The minority report, signed by all five Republican members of the House committee and two Republican Senators, dismissed Iran Contra as the result of “mistakes in judgment, and nothing more. There was no constitutional crisis…no grand conspiracy…. In fact, the evidence will not support any of the more hysterical conclusions the [Majority] committees’ report tries to reach.”
Perhaps most frustrating for critics of the Reagan-era excesses in Central America: nearly everyone named in the investigation walked and several ended up back in government. George H.W. Bush pardoned Caspar Weinberger, Elliott Abrams and four others.
So was the Iran-Contra investigation a failure?
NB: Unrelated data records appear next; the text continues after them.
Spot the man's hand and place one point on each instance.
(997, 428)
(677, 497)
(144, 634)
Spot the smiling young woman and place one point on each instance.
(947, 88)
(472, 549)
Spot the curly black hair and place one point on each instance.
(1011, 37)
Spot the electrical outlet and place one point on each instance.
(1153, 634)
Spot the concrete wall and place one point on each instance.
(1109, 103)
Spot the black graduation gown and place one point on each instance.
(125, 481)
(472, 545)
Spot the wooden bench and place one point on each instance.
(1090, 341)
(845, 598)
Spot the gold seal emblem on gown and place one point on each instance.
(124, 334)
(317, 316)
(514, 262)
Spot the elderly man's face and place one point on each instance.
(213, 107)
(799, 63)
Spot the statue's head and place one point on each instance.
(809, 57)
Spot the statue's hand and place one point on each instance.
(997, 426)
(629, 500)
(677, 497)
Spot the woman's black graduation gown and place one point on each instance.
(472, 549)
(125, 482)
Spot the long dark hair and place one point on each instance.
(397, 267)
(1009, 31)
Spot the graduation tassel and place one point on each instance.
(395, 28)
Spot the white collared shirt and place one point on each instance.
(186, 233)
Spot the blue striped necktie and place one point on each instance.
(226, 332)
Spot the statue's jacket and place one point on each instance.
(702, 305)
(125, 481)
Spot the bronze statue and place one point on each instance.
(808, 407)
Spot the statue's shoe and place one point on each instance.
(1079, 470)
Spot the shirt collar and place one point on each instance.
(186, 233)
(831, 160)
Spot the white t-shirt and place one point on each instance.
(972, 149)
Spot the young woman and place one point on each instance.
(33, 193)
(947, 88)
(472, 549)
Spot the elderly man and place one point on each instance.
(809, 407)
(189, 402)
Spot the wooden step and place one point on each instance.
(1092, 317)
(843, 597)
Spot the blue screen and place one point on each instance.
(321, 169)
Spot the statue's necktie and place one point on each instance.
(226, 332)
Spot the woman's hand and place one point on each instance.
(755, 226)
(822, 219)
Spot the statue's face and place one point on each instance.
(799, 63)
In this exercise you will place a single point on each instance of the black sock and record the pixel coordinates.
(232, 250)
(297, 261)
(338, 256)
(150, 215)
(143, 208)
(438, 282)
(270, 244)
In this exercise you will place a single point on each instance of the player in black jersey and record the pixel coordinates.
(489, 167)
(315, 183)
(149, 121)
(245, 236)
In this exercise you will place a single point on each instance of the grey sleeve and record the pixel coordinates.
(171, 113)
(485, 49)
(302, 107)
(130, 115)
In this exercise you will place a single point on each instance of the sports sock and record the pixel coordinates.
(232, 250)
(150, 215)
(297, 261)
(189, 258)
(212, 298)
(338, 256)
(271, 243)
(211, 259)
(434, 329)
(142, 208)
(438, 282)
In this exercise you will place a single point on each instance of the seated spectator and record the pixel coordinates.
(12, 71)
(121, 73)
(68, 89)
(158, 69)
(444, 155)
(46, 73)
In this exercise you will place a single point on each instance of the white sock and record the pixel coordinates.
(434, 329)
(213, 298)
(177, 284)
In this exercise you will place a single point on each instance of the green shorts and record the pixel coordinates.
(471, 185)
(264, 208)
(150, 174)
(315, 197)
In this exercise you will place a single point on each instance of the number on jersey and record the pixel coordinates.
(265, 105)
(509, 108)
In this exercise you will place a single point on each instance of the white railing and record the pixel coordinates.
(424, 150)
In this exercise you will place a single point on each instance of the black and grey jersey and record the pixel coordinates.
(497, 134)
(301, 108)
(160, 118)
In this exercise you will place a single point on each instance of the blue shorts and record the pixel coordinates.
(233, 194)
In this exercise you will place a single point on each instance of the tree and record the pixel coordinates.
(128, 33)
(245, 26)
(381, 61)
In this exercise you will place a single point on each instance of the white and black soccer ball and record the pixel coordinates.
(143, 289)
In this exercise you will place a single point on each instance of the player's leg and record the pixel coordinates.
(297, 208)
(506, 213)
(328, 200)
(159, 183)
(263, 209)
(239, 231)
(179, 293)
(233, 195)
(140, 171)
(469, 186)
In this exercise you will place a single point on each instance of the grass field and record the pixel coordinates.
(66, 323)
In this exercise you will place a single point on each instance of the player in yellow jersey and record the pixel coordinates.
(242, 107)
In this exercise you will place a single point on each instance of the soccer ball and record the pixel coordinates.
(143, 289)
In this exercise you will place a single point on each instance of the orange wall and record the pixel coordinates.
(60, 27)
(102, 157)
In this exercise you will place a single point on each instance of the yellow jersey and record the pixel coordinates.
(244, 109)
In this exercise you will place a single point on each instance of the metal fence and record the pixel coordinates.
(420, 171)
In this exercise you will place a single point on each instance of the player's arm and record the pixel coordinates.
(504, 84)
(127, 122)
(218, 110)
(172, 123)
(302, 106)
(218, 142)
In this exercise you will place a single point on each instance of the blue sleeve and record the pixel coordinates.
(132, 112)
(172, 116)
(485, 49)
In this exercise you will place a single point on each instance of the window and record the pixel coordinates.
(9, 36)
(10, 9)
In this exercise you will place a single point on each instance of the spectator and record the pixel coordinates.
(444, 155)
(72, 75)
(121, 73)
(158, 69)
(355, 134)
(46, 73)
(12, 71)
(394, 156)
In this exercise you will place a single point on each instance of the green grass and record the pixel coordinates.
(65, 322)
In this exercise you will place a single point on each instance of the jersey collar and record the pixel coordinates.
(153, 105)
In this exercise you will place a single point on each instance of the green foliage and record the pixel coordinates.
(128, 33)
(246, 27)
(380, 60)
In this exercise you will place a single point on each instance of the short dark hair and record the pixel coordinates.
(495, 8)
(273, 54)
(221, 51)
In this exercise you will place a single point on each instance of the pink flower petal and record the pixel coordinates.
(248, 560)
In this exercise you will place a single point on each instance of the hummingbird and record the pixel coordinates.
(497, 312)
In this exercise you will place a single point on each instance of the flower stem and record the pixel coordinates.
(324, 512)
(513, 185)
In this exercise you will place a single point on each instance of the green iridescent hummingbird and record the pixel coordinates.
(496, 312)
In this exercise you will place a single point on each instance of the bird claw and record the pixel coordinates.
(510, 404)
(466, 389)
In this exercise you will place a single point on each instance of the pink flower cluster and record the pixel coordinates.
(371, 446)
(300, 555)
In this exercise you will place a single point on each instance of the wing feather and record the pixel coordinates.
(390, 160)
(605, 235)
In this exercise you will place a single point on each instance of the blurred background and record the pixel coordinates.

Lowenthal, who also served as Assistant Director of Central Intelligence for Analysis and Production, says no. “The public got to hear what happened…and it did tighten up how administrations do covert action: You can’t post-date findings, or mingle actions…. When I was working at the Agency and operations were being discussed I can’t tell you how often ops guys would look over at the lawyers and ask are you absolutely sure we can do that. I think it gave people a sense of caution.”
Final thought: A responsible investigation may be the best revenge (or the best we can get).
I don’t know how many facts we will get to hear or where they will lead. Was there a grand conspiracy between Trump advisers, Julian Assange, and Moscow? Or was Vladimir Putin just tossing rocks to see what they might break? But I have no doubt that the Russian leader’s real and continuing goal is to shake the West’s faith in democratic systems.
A responsible investigation, with limited partisan sniping, limited diversions, and no cover-up would be the best revenge, for all of us. This White House doesn’t understand that. It never will. I still harbor some hope that Republicans in Congress will figure it out.